We want our manufacturers to get contracts not only in the Empire but in foreign countries as well. That means more employment for British workmen and more steel manufactured in English foundries. Apparently the new doctrine of the Noble Lord is that we should take no contracts except in this country or in. the Empire and should refuse all contracts for foreign countries. That is a pernicious doctrine to which Members below the Gangway give no countenance. As far as I can see, this is an honest attempt to make good a very serious defect in previous insurance Acts. It is undoubtedly a fact that there is a danger that, if men accept employment abroad, their position in the insurance scheme will be prejudiced. That is a thing which we want to remedy. [Interruption.] Hon. Members had five years to do it, but they were asleep until someone woke them up. Here is an honest attempt to face a real problem. It is common knowledge that many of our big engineering firms, such as Pearsons, for instance, have opportunities of getting contracts, especially for the manufacture of bridges, in Africa and South America, but, naturally, the men hesitate to work on such contracts if, when they get back, they find themselves out of work and uncovered by the Unemployment Insurance Act. It is to regulate that difficulty that this Clause is introduced, and I am entirely in favour of it. Whether it is advisable to have regulations made by the Minister laid before the House is another question. I am always in favour of that, and I suggest that, if the right hon. Lady cannot accept the Amendment, she might give an undertaking to consider it on Report. It is a thoroughly sound idea.
The Regulations will be laid for 21 days under the provisions of the principal Act. I cannot see why there should be any variation from the principle of those Regulations.
I am moved to address the Committee partly on account of the observations of the hon. Member who has just spoken. He, like his party, is willing to wound but absolutely afraid to strike. The Noble Lords have made very useful and pertinent criticism. It is very largely on account of the words used by the right hon. Lady that the Committee finds itself in an extraordinary situation of doubt and difficulty. She says, first of all, that it applies to persons who are now insured. Presumably it does not apply, therefore, to any new form of insured persons, or to people who may be insured after the passing of the Act but who are not insured before. We ought to have some explanation of those words. There is another point on which explanation is certainly required. What is the meaning of the words "under contract"? I understand that is not a term that is applied to persons who go on board a ship. We want to know whether it refers only to those working in this country or whether it refers to those who have embarked on ships. This is only to be applied to men who are willing to be insured. That raises several very large questions. Is there to be a weekly deduction from their wages, or are they going to have a lump sum deducted when the period of their contract expires, in other words, presumably, when they come home? If that is the case, it is a very unfair arrangement.

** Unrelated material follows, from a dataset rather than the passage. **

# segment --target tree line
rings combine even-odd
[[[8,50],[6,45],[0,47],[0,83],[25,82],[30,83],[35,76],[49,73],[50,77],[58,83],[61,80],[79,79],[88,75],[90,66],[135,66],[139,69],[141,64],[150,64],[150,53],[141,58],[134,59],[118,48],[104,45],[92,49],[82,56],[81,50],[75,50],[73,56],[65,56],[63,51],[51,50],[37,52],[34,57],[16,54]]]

If they have been abroad a long time, a large deduction will be made which will come to them as a considerable shock.
There is a considerable difficulty which has come under my own personal observation. There is a question of clerks attached to foreign missions. Sometimes these missions go to places which are -under the control of our own troops, for instance, the occupied territory in Germany. Nearly all military and naval laws deal with these questions. But there are missions which go to other of our territories. I had an interesting time in Germany on the Inter-Allied Commission of Control, but there were no regulations to deal with it. There were a great many clerks enlisted in this country on English so-called contracts, and the question of their deductions has not been satisfactorily settled to this day. In fact, I am now getting letters from people who were clerks to that Commission eight or 10 years ago wondering what is the actual amount that they should have received from the Government. This does not concern private contractors at all. I warn the right hon. Lady that, in introducing this Clause without making special provision for this case, she is laying up a very difficult heritage for herself. Let me give one instance. Certain warrants had been made for those men, and they were so involved on account of the difficult legal position, that they had to be decided by the King himself. The right hon. Lady can only get out of the difficulty by having the King's signature, and I suggest that she can put the matter right by the very simple means indicated in regard to this Clause.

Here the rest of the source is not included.